2025年07月のブログ記事一覧
減酒の薬、セリンクロ──やめなくていいお酒の治療の話
2025.07.01
「お酒をやめるのは無理。でも、減らしたい」
そんな声を多く耳にします。
仕事のストレス、人付き合い、孤独感──
飲酒の背景には、それぞれの人生があります。
けれど、飲みすぎによって健康を損ねたり、家庭や仕事に影響が出始めたりすると、「そろそろ向き合わなければ」と感じる方も少なくありません。
完全にやめるのは難しいけれど、「少しずつでも減らせたら」。
そのような方に対して、医学的にアプローチできる選択肢のひとつが**セリンクロ(一般名:ナルメフェン)**です。
セリンクロとは?──“飲酒前に飲む”減酒の薬
セリンクロは、アルコール依存症の方を対象とした治療薬です。
従来の治療薬とは異なり、「断酒」ではなく「減酒」を目的としています。
- 服用タイミング:お酒を飲む可能性のある日の、飲酒の1〜2時間前に1錠
- 作用機序:脳の報酬系に働きかけ、飲酒による快感を和らげる
- 特徴:毎日飲まなくてもよい“必要時服用型”
つまり、「今日は飲んでしまいそうだな」と思う日だけ服用する薬です。
完全にやめるのが難しい方でも、少しずつ飲酒の頻度や量をコントロールする手助けになります。
とはいえ──治療の第一選択は「断酒」です
ここで大切なことをお伝えします。
セリンクロは確かに画期的な薬ですが、**アルコール依存症の標準的な治療はあくまで「断酒」**です。
セリンクロは、どうしても断酒が難しい場合に、次善の策として「減酒から始めたい」という希望に寄り添う選択肢です。
したがって、対象となるのは医師が「アルコール依存症」と診断した方のみです。
単なる“飲みすぎ”や“気になる程度”では処方の対象にはなりません。
「飲んだ量」を記録してみませんか?──減酒にっきアプリの活用
減酒治療をサポートするツールとして、**大塚製薬が提供している無料アプリ『減酒にっき』**があります。
- 飲酒日・飲酒量の記録
- 飲まなかった日には「クローバー」、適量の日には「スマイル」などの視覚的フィードバック
- 日記形式で気分や体調も記録可能
こうした自己観察の習慣は、セリンクロの効果をより実感しやすくするだけでなく、自分自身の変化に気づく大きな手がかりになります。

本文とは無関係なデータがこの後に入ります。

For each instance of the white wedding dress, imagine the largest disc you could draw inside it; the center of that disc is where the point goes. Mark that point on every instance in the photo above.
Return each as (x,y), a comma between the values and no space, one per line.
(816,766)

※アプリの使用だけで治療が完結するわけではなく、医師の診察と併用して用いることが推奨されています。
最後に──「お酒をやめるか、やめないか」はあなたが決めていい
減酒治療の目的は、「依存に支配されない人生を取り戻すこと」です。
そのための方法が、断酒であっても、減酒であっても、「自分で選ぶ」ことが何より大切です。
当院では、アルコールとの付き合い方を見直したいと考えている方のご相談をお受けしています。
ひとりで抱え込まず、まずは話してみませんか?
※ご注意
- セリンクロは、医師の診断と処方が必要な医療用医薬品です。
- 本記事は情報提供を目的としており、特定の治療を推奨するものではありません。
- 治療の可否や適応については、必ず医療機関でご相談ください。